I'll take a deeper dive into the CPython codebase so we can see how the sizes are actually calculated. In your specific example, no over-allocations have been performed, so I won't touch on that.
I'm going to use 64-bit values here, as you are.
The size for lists is calculated from the following function, list_sizeof:
static PyObject *
list_sizeof(PyListObject *self)
{
Py_ssize_t res;
res = _PyObject_SIZE(Py_TYPE(self)) + self->allocated * sizeof(void*);
return PyInt_FromSsize_t(res);
}
Here Py_TYPE(self) is a macro that grabs the ob_type of self (returning PyList_Type) while _PyObject_SIZE is another macro that grabs tp_basicsize from that type. tp_basicsize is calculated as sizeof(PyListObject) where PyListObject is the instance struct.
The PyListObject structure has three fields:
PyObject_VAR_HEAD # 24 bytes
PyObject **ob_item; # 8 bytes
Py_ssize_t allocated; # 8 bytes
these have comments (which I trimmed) explaining what they are, follow the link above to read them.
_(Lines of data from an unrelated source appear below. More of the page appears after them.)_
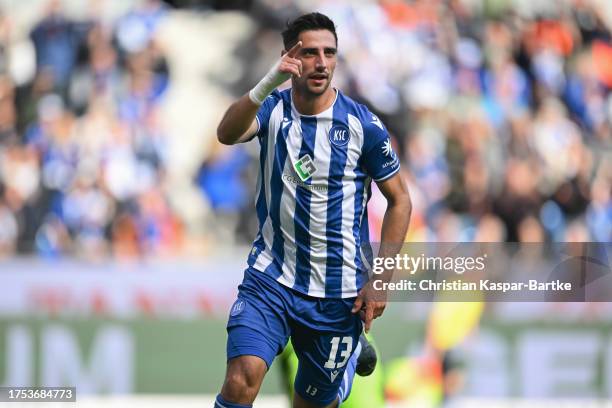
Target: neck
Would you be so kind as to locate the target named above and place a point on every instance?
(313, 104)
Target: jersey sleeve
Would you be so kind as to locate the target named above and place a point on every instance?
(378, 158)
(264, 112)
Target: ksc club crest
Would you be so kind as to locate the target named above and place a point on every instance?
(339, 135)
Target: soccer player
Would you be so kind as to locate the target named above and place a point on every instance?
(307, 277)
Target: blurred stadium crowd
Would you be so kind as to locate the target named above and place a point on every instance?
(501, 112)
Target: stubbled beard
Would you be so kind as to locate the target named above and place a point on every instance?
(305, 89)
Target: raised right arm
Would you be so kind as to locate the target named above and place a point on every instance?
(238, 124)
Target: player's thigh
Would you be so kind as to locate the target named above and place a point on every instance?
(299, 402)
(323, 358)
(257, 324)
(244, 373)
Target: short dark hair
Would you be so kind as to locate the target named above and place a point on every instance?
(306, 22)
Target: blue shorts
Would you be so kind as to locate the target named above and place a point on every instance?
(324, 332)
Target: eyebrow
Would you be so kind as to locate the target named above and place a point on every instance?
(326, 49)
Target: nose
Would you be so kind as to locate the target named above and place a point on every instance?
(321, 63)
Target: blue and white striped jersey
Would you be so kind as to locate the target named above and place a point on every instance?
(313, 187)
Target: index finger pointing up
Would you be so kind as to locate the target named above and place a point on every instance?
(294, 50)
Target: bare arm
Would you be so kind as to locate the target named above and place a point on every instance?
(371, 303)
(396, 219)
(238, 124)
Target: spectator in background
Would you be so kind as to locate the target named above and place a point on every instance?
(502, 117)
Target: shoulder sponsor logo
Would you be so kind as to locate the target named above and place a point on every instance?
(286, 122)
(388, 150)
(339, 135)
(392, 163)
(377, 122)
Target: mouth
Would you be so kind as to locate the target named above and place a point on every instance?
(318, 79)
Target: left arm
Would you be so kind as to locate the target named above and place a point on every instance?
(395, 225)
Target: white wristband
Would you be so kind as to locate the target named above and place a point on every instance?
(268, 83)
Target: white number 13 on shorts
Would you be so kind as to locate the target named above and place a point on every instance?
(344, 354)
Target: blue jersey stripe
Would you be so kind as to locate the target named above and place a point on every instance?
(276, 187)
(335, 241)
(364, 233)
(359, 191)
(260, 205)
(302, 210)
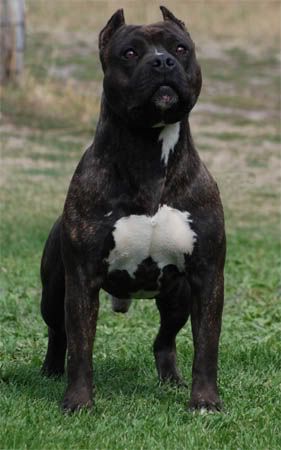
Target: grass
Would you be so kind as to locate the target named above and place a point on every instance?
(47, 123)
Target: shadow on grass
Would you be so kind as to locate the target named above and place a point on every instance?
(113, 378)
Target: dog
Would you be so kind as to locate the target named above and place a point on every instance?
(142, 217)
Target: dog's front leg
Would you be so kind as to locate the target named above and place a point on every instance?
(206, 316)
(81, 312)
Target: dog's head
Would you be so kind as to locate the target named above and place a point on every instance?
(151, 75)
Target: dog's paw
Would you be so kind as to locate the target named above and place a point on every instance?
(75, 401)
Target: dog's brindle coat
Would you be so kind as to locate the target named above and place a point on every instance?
(142, 217)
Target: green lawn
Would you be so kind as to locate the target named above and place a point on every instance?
(48, 121)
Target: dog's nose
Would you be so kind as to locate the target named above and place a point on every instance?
(163, 62)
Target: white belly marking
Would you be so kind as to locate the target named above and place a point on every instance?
(165, 237)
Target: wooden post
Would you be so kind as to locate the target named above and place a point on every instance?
(12, 31)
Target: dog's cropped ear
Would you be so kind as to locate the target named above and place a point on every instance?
(115, 22)
(167, 15)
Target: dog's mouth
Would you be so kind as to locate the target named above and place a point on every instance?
(165, 97)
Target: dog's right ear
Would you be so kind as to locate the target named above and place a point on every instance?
(115, 22)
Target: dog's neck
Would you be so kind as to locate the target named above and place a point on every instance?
(143, 143)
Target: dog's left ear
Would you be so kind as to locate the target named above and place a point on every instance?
(167, 15)
(115, 22)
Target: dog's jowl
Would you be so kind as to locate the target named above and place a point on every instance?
(142, 217)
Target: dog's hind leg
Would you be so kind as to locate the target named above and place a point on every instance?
(174, 308)
(52, 303)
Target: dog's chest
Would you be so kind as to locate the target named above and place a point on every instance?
(165, 238)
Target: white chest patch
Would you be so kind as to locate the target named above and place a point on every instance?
(169, 137)
(165, 237)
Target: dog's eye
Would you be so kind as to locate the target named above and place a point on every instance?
(130, 53)
(181, 50)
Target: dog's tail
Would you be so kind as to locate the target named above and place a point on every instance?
(120, 304)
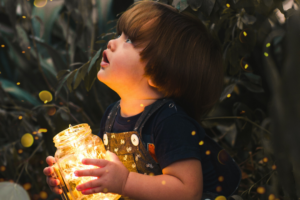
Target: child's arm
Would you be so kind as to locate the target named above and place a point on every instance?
(180, 180)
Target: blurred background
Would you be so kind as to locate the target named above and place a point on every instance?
(49, 58)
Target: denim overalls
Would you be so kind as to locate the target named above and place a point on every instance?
(129, 147)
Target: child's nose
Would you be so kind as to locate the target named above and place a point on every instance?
(111, 45)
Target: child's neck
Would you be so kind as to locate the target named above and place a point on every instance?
(131, 107)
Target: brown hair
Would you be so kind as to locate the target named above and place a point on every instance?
(183, 59)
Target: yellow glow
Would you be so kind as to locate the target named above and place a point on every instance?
(43, 195)
(40, 3)
(271, 197)
(221, 178)
(27, 186)
(2, 168)
(261, 190)
(45, 96)
(219, 189)
(42, 130)
(71, 149)
(220, 198)
(27, 140)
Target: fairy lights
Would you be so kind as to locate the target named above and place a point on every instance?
(73, 144)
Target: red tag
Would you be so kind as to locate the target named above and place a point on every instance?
(151, 150)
PyObject_VAR_HEAD expands into three 8 byte fields (ob_refcount, ob_type and ob_size) so a 24 byte contribution.
So for now res is:
sizeof(PyListObject) + self->allocated * sizeof(void*)
or:
40 + self->allocated * sizeof(void*)
If the list instance has elements that are allocated. the second part calculates their contribution. self->allocated, as it's name implies, holds the number of allocated elements.
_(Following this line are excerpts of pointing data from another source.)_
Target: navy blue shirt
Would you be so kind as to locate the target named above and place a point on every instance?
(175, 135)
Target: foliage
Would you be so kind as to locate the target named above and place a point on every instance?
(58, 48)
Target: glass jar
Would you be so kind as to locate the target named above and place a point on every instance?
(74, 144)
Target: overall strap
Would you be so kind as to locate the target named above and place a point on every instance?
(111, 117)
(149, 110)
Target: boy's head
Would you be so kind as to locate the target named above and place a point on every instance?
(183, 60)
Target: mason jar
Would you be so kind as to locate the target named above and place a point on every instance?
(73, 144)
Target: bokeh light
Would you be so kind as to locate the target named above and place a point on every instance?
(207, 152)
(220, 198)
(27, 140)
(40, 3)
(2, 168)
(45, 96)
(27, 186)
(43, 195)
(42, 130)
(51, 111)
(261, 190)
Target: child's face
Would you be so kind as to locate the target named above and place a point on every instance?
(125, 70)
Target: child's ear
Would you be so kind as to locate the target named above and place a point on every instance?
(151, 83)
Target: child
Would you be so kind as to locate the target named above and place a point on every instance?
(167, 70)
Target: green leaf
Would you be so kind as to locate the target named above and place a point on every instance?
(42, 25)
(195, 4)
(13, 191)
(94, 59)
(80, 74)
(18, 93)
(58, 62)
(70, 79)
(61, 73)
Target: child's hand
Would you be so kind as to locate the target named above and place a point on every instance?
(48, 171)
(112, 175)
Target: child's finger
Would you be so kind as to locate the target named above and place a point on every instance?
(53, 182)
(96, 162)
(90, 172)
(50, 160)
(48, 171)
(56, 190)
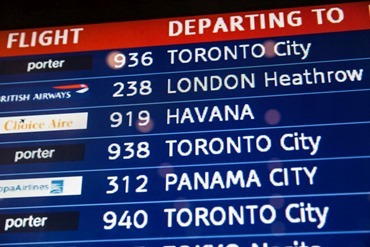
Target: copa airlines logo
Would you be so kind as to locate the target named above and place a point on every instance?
(41, 187)
(59, 92)
(41, 123)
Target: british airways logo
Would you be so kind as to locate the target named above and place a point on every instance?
(58, 92)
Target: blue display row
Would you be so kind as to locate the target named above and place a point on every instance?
(184, 220)
(245, 82)
(274, 179)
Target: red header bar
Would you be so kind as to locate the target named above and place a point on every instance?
(233, 26)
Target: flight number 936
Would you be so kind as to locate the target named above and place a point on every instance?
(118, 60)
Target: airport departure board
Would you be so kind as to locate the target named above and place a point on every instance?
(242, 129)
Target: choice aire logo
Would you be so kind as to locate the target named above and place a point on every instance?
(58, 92)
(41, 187)
(41, 123)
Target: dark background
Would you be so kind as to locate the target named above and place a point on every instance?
(29, 14)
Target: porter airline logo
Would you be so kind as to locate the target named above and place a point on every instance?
(40, 187)
(41, 123)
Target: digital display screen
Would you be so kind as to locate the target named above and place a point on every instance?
(242, 129)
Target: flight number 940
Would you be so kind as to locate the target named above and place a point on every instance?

Without any elements, the size of lists is calculated to be:
>>> [].__sizeof__()
40
i.e the size of the instance struct.
tuple objects don't define a tuple_sizeof function. Instead, they use object_sizeof to calculate their size:
static PyObject *
object_sizeof(PyObject *self, PyObject *args)
{
Py_ssize_t res, isize;
res = 0;
isize = self->ob_type->tp_itemsize;
if (isize > 0)
res = Py_SIZE(self) * isize;
res += self->ob_type->tp_basicsize;
return PyInt_FromSsize_t(res);
}
This, as for lists, grabs the tp_basicsize and, if the object has a non-zero tp_itemsize (meaning it has variable-length instances), it multiplies the number of items in the tuple (which it gets via Py_SIZE) with tp_itemsize.
tp_basicsize again uses sizeof(PyTupleObject) where the PyTupleObject struct contains:
PyObject_VAR_HEAD # 24 bytes
PyObject *ob_item[1]; # 8 bytes
So, without any elements (that is, Py_SIZE returns 0) the size of empty tuples is equal to sizeof(PyTupleObject):
>>> ().__sizeof__()
24
huh? Well, here's an oddity which I haven't found an explanation for, the tp_basicsize of tuples is actually calculated as follows:
sizeof(PyTupleObject) - sizeof(PyObject *)
why an additional 8 bytes is removed from tp_basicsize is something I haven't been able to find out. (See MSeifert's comment for a possible explanation)
But, this is basically the difference in your specific example. lists also keep around a number of allocated elements which helps determine when to over-allocate again.
Now, when additional elements are added, lists do indeed perform this over-allocation in order to achieve O(1) appends. This results in greater sizes as MSeifert's covers nicely in his answer.